I found that confusing as well, and the only explanation I recall in the thread is that it is more "real-world levels". I am used to testing data converters at 0 dBFS, or often at -1 dBFS to provide about 10% headroom, as is pretty standard in the industry. You should get the best performance at full-scale, but of course the analog stages will exhibit lower distortion at lower levels. Since there are gain stages and such I do not know exactly what -20 dBFS means through the processor or at the DAC's output (if one in the tested configuration), and of course it depends on the volume setting. Their report mixes and matches various units like dBFS, dBV, dBmV, and dBm (?) and I have not spent the time to try to decode the levels. On one page the spec is Watts (Output Power) and the units are ohms, hmmm... I think it is a reference impedance but again I have not pored through it all and certainly do not know their test methodology. They list analog in/balanced output with generator level of 1 Vrms and THD measures around 0.03% but I am not sure what the output level is. Balanced input says generator level 200 mVrms with a spec limit of 0.03% THD+N at the output but not exactly the output level (is it unity gain?) And so forth.

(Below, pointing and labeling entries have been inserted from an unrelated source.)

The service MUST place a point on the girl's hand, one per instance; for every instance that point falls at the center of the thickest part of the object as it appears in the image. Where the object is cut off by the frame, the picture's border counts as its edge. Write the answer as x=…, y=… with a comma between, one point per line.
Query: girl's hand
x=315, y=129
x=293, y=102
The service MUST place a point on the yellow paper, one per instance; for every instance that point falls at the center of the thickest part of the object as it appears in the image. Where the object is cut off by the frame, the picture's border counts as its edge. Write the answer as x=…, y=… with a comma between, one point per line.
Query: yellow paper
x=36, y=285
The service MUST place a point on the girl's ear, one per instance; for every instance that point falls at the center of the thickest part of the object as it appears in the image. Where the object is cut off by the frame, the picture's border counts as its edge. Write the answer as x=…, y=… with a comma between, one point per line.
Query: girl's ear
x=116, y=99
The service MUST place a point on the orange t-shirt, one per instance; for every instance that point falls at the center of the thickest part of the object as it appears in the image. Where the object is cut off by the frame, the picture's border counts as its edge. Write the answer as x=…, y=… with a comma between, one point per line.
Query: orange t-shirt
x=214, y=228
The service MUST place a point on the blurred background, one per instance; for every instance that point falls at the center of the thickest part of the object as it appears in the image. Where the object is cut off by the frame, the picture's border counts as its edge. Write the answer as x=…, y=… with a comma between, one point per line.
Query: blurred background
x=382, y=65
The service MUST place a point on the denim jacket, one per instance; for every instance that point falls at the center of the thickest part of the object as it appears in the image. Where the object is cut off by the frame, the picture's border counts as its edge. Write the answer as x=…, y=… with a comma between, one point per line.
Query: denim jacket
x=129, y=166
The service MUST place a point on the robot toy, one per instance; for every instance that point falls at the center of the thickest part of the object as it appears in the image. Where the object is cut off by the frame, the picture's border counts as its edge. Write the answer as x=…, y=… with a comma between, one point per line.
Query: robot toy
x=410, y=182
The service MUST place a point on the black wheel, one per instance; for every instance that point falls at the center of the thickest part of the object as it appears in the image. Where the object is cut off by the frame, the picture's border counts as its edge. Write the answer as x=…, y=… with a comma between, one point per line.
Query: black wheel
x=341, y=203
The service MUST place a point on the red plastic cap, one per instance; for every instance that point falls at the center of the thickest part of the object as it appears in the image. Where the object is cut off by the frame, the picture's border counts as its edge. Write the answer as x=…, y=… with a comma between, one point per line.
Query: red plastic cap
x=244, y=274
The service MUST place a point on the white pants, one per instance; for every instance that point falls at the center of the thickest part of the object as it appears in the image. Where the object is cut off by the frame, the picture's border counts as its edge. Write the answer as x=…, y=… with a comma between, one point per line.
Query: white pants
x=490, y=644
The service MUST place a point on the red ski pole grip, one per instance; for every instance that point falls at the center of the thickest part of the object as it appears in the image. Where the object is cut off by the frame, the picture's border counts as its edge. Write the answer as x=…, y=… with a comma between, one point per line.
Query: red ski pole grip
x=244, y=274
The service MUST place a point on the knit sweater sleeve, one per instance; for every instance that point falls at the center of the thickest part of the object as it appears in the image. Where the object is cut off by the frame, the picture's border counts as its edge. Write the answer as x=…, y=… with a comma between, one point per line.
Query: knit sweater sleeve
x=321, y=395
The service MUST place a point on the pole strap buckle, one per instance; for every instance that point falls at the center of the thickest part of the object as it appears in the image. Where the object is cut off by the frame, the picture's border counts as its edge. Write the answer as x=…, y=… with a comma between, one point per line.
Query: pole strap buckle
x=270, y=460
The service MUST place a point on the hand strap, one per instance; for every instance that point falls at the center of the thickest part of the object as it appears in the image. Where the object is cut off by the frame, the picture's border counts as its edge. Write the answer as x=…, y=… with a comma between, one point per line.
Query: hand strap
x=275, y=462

It is an internal report and frankly I am surprised they put it up. Very cool, but they may regret all the questions it generates. Amir would know more since he is familiar with AP's parameters and reports (and I am not).
If the argument is that input and gain settings were not appropriate it may take a bit to find out exactly what was different. It would be nice to nail down exactly the output level for -20 dBFS input.